Identify potential coalition partners by making a list of organizations whose missions are aligned with the goals of your campaign. When it comes to the census, think broadly, because every organization that is working to benefit your community or specific constituencies in your community has a lot at stake in ensuring an accurate count. GOTC coalitions can include agencies that provide direct services, school boards and teacher organizations, business groups, community foundations, and more.

Start by reaching out to people you know personally; once you’ve enlisted their support, ask them to suggest other participants. Approach potential partners with a short written description of the coalition’s goals and objectives.

Give people different ways to be involved; if they can’t serve on the steering committee, perhaps they can name a staff liaison to the campaign. If they can’t commit to long-term participation, maybe they can co-sponsor a single public event. Some organizations may have to follow a formal process before signing on. These are opportunities to make new allies and sharpen your ability to make a compelling case for your campaign. 

Your coalition may need some structure to keep things moving forward. You may have a small steering committee or working group that can make decisions as needed. But be sure that all your partners understand the decision-making process and have an opportunity for input. You may want to have specific working groups or committees to take on specific assignments and tasks, such as media outreach or event organizing.

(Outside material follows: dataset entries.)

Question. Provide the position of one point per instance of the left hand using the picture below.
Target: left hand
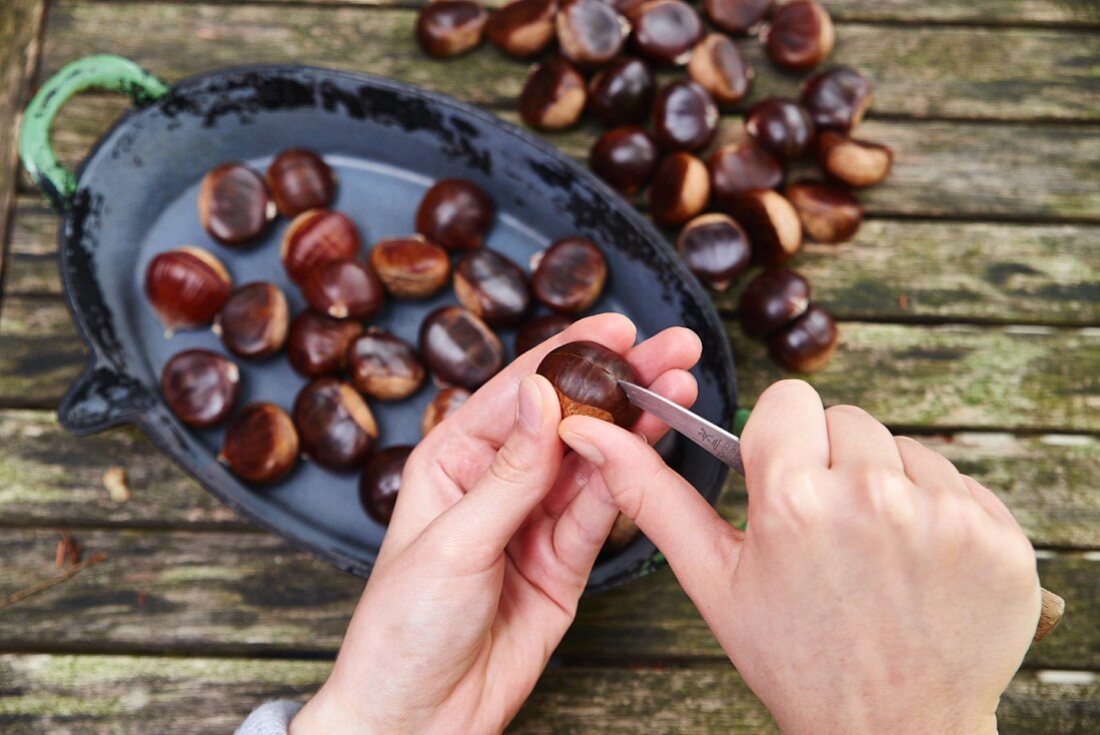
(491, 544)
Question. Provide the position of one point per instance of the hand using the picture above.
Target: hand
(494, 534)
(876, 589)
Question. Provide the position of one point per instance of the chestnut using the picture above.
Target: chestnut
(666, 30)
(381, 482)
(410, 267)
(234, 206)
(200, 386)
(334, 425)
(854, 162)
(535, 331)
(449, 28)
(253, 324)
(837, 98)
(343, 289)
(718, 67)
(783, 128)
(454, 214)
(624, 157)
(738, 167)
(715, 249)
(806, 343)
(186, 287)
(315, 237)
(828, 212)
(590, 32)
(299, 179)
(261, 443)
(771, 300)
(680, 189)
(685, 117)
(771, 223)
(459, 348)
(553, 95)
(317, 344)
(523, 28)
(622, 92)
(384, 366)
(493, 287)
(442, 405)
(800, 35)
(570, 275)
(585, 376)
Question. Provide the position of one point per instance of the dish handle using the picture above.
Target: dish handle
(103, 72)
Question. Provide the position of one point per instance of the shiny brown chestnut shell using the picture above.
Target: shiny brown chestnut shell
(186, 287)
(454, 214)
(381, 482)
(317, 344)
(200, 386)
(299, 179)
(625, 158)
(234, 206)
(828, 212)
(343, 289)
(384, 366)
(685, 117)
(715, 249)
(261, 443)
(771, 300)
(315, 237)
(254, 320)
(449, 28)
(493, 287)
(334, 425)
(806, 343)
(585, 376)
(459, 348)
(570, 275)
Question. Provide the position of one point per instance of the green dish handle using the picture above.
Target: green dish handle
(103, 72)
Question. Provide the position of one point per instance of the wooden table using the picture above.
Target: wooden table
(970, 310)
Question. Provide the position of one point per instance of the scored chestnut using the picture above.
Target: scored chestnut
(334, 425)
(186, 287)
(253, 324)
(343, 289)
(585, 376)
(315, 237)
(381, 482)
(570, 275)
(261, 443)
(493, 287)
(715, 249)
(317, 344)
(299, 180)
(454, 214)
(384, 366)
(234, 206)
(449, 28)
(200, 386)
(459, 348)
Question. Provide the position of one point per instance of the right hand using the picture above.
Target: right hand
(876, 589)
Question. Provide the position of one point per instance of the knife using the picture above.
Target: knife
(725, 447)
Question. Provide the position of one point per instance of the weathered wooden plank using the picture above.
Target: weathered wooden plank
(954, 72)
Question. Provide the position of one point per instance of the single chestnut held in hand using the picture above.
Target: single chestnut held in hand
(454, 214)
(261, 443)
(234, 206)
(200, 387)
(585, 376)
(299, 180)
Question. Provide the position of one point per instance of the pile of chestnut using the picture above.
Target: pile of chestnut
(729, 198)
(347, 362)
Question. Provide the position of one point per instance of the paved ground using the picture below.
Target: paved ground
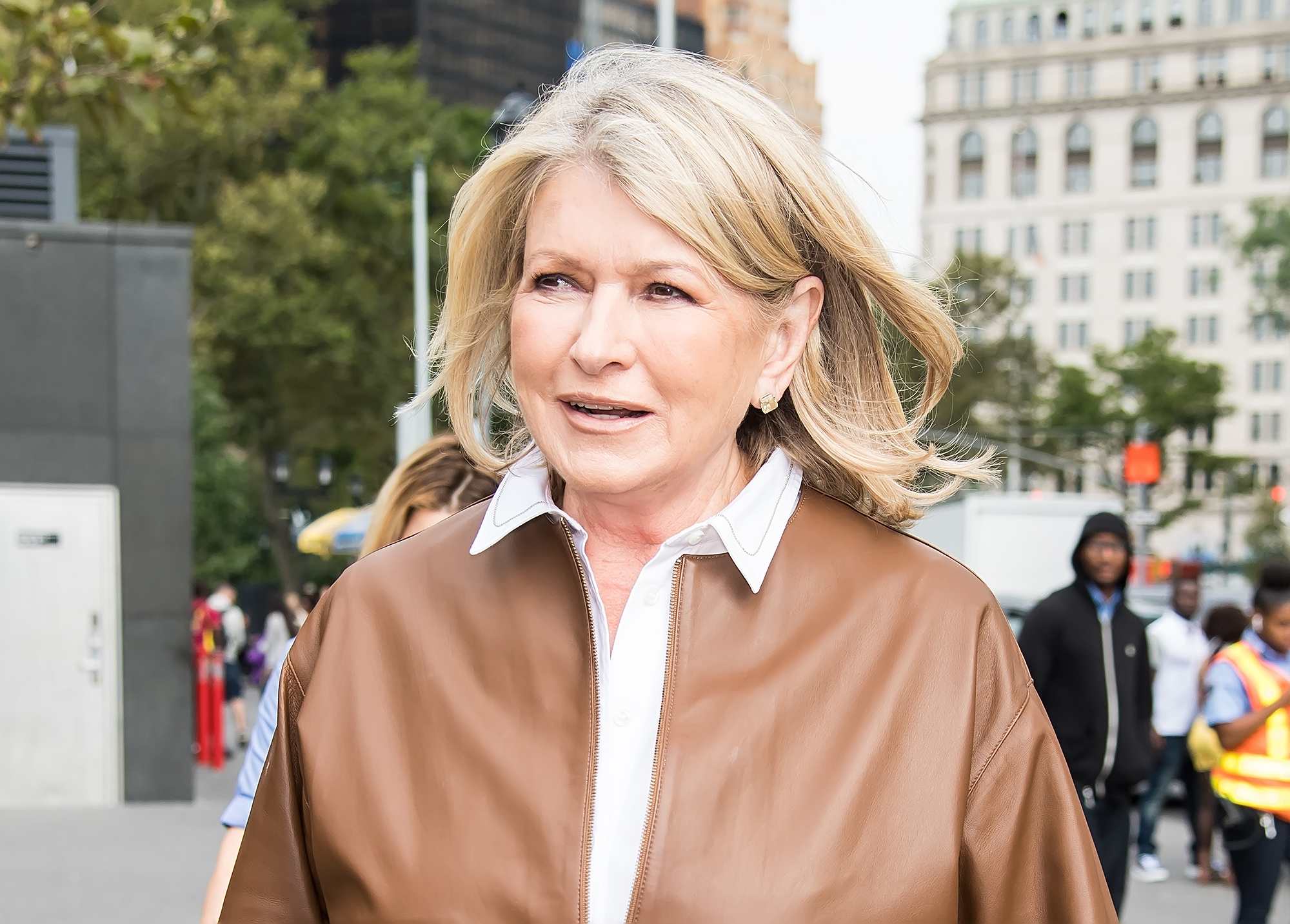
(150, 863)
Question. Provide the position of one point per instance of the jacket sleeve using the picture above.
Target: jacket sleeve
(1037, 644)
(274, 880)
(1026, 853)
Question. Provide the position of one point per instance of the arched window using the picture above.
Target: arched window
(1209, 149)
(1079, 157)
(1276, 136)
(1025, 155)
(972, 162)
(1144, 157)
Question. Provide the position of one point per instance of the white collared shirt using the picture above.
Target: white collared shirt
(1178, 652)
(631, 676)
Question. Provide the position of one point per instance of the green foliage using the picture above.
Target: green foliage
(303, 256)
(54, 54)
(226, 526)
(1266, 536)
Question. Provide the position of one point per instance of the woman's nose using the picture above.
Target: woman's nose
(606, 332)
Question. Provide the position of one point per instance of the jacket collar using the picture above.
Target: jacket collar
(749, 528)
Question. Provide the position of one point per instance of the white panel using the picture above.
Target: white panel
(60, 658)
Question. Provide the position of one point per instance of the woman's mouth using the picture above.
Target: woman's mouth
(604, 412)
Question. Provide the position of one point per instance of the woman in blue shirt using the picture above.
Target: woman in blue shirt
(435, 482)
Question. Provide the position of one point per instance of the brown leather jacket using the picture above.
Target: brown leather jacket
(860, 741)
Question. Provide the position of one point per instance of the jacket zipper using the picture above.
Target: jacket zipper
(1109, 756)
(590, 807)
(648, 834)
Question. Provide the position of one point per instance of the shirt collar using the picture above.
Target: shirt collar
(750, 527)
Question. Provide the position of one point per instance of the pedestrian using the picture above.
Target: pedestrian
(432, 484)
(1248, 692)
(1101, 716)
(1178, 651)
(233, 621)
(664, 675)
(277, 631)
(1224, 626)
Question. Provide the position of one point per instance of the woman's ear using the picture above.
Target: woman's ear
(788, 339)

Potential Impact of Citizenship Question Controversy

The 2020 Census will not include a citizenship question. However, people in immigrant households and communities may have heard about the Trump administration’s attempts to include a question about citizenship and legal status on the 2020 Census at the last minute. That effort was opposed by members of the Census Counts coalition and other groups who believed that such a question, especially in a climate of hostility toward immigrants, could discourage participation.

In June 2019, the Supreme Court stopped the Secretary of Commerce (who oversees the Census Bureau) from moving forward with the citizenship question, finding that the administration’s justification for asking the question was not credible.

This was a major victory, but some advocates worry that the controversy has already harmed the credibility of the 2020 Census, particularly in Latino, Asian, and other immigrant communities. The NALEO Education Fund’s ¡Hágase Contar! (Make Yourself Count!) Campaign is operating a toll-free bilingual hotline 877-EL-CENSO (877-352-3676) as part of its national effort to overcome the effort to suppress the count of Latinos.